Skanderbeg se retira pour aller repousser une invasion ottomane. Avant de partir, il laissa des troupes en garnison dans le fort de Baleč (Balsha), près de Dagnum, sous le commandement de Marin Spani.
Andrea Venier ordonna la capture de Baleč après le départ de Skanderbeg, et força Marin Spani à l'évacuer. Venier reduisit par la suite le fort en cendres. En guise de représailles, Hamza Kastrioti, l'un des collègues de Spani, attaqua une forteresse vénitienne voisine avec le peu de troupes à sa disposition, mais fut vaincu[24].
Malgré les revers subis durant son absence, Skanderbeg continua de se concentrer sur l'incursion ottomane, demandée par les Vénitiens, notamment lors de la bataille d'Oranik en août 1448. Le corps expéditionnaire ottoman fut écrasé le 14 août et le commandant ottoman Mustafa Pacha fut capturé.
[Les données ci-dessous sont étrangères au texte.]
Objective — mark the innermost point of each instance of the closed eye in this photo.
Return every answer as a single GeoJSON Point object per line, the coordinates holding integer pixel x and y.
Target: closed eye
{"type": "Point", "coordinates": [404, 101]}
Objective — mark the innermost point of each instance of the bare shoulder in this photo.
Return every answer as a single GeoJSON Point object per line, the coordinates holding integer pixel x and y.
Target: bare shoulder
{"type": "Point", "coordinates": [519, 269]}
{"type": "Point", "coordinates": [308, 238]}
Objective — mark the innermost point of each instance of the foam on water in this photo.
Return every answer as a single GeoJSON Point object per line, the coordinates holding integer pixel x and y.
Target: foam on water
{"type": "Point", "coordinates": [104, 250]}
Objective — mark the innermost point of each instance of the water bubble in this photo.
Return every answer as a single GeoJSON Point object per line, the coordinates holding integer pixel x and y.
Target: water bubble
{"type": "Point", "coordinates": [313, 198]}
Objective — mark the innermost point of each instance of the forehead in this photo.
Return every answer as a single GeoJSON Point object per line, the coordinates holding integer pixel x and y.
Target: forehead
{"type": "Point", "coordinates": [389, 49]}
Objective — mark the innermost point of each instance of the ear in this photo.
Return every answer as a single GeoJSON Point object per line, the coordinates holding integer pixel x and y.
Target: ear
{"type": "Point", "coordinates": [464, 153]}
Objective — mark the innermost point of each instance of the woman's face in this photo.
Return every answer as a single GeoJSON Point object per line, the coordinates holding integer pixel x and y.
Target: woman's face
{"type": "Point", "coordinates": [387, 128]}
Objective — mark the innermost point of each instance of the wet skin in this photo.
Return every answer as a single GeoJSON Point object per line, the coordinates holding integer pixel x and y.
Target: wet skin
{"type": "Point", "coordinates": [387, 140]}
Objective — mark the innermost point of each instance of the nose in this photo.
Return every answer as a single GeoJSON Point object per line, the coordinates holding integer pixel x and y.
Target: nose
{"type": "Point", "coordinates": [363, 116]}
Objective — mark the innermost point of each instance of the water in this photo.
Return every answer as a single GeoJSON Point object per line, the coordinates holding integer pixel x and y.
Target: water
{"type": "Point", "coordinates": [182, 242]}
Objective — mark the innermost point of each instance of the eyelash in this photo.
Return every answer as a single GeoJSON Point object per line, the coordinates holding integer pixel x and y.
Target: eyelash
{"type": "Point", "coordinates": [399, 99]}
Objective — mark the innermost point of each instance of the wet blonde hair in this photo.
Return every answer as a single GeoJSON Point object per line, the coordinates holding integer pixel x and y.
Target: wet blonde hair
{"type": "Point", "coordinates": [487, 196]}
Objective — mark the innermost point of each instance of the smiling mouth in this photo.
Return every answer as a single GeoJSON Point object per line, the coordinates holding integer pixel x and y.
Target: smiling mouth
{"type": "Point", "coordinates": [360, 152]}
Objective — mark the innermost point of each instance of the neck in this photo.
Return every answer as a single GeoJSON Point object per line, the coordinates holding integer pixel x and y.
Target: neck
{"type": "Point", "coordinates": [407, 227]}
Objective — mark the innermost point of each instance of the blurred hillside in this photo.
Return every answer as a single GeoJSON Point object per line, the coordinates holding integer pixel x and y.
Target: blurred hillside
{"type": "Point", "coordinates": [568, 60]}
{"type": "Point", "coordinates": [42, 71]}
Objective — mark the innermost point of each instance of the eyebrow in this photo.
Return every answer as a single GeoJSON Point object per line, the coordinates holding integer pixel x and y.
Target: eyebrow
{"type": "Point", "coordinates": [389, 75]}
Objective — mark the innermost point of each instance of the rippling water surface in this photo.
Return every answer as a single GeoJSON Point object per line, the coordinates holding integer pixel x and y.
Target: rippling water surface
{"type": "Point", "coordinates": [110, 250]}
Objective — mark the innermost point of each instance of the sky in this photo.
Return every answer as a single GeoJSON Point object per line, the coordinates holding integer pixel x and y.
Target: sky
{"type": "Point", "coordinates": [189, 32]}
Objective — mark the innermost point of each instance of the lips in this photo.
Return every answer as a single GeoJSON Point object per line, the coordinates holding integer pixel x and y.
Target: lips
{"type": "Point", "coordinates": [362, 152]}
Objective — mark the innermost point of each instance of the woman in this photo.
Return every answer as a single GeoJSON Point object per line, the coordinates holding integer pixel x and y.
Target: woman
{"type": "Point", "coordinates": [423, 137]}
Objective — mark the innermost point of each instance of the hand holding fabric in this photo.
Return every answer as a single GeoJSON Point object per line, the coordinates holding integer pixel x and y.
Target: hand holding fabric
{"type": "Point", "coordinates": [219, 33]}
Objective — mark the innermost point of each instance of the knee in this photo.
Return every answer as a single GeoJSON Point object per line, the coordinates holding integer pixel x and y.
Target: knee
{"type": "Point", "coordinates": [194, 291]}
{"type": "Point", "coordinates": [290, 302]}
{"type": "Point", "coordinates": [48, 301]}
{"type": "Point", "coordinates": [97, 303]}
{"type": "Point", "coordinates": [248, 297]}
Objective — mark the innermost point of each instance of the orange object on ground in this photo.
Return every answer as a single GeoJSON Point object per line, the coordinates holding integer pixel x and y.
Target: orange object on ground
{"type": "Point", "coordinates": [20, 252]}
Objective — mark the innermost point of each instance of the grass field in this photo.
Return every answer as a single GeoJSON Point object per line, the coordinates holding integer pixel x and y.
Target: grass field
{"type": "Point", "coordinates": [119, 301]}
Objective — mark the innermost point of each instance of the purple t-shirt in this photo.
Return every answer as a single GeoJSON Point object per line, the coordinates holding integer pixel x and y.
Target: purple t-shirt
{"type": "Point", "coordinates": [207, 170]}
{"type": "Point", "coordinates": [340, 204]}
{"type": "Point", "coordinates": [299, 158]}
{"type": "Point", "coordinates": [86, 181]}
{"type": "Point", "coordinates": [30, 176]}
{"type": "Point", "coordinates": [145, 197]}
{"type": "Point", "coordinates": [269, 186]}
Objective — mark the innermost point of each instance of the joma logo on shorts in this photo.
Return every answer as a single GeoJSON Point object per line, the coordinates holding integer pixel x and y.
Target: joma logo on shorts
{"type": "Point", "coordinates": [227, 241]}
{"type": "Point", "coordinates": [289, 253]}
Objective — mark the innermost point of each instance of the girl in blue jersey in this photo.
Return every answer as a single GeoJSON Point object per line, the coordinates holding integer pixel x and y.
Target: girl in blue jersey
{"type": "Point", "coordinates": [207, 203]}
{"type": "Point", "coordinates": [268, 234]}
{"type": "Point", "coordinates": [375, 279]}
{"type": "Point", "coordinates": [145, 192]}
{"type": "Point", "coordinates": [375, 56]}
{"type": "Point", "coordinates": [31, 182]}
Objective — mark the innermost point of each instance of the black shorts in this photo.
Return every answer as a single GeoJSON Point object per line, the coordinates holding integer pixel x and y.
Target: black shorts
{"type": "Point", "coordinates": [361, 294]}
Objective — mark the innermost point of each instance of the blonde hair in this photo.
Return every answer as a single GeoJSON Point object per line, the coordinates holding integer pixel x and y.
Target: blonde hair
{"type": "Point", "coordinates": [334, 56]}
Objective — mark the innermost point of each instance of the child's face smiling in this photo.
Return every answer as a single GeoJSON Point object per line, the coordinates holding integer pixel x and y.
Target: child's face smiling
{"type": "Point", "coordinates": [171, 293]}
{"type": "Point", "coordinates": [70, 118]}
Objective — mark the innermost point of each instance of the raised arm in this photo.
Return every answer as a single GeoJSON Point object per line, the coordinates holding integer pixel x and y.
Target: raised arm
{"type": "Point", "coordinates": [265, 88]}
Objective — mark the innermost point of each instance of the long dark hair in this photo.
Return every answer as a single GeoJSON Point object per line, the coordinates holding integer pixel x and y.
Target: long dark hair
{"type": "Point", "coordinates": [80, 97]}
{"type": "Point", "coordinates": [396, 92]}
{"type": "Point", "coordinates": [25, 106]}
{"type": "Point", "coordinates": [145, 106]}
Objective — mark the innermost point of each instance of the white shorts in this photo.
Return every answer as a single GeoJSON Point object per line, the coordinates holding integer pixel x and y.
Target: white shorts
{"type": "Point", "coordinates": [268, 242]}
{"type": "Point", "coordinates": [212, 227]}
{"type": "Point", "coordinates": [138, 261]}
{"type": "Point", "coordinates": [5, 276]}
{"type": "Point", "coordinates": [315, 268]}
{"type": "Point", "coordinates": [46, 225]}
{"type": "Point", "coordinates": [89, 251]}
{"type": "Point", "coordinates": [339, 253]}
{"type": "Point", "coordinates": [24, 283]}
Cependant, la perte de Baleč aux Vénitiens, força Skanderbeg à poursuivre sa stratégie de raids sur le territoire vénitien.
Conséquences
Avec Durazzo, Scutari et Dagnum sur le point de se rendre et avec une armée albanaise victorieuse après la bataille d'Oronichea, les Vénitiens dépêchèrent Andrea Venier (en) pour ouvrir des négociations de paix avec les Albanais[13]. La conférence prit place à Lezhë et la paix fut signée le 4 octobre 1448 par Skanderbeg et George Arianiti (en) qui représentaient les autres princes. Les signataires se mirent d'accord : Venise conserverait Dagnum. En retour, les Vénitiens concédèrent à ce que Skanderbeg reçoive une pension annuelle de 1 400 ducats ainsi qu'une exonération fiscale annuelle équivalente à 200 chevaux chargés de sel en provenance de Durazzo. Un accord fut également trouvé pour établir des privilèges commerciaux entre Arianiti, l'allié de Skanderbeg, et Venise. En outre, un refuge à Venise serait offert à Skanderbeg au cas où il serait chassé d'Albanie. Deux vêtements écarlates seraient donnés à Skanderbeg en échange de deux faucons altérés de l'Albanais. Cependant, des menaces étaient toujours échangées entre les deux parties et des échauffourées non officielles se poursuivirent[13].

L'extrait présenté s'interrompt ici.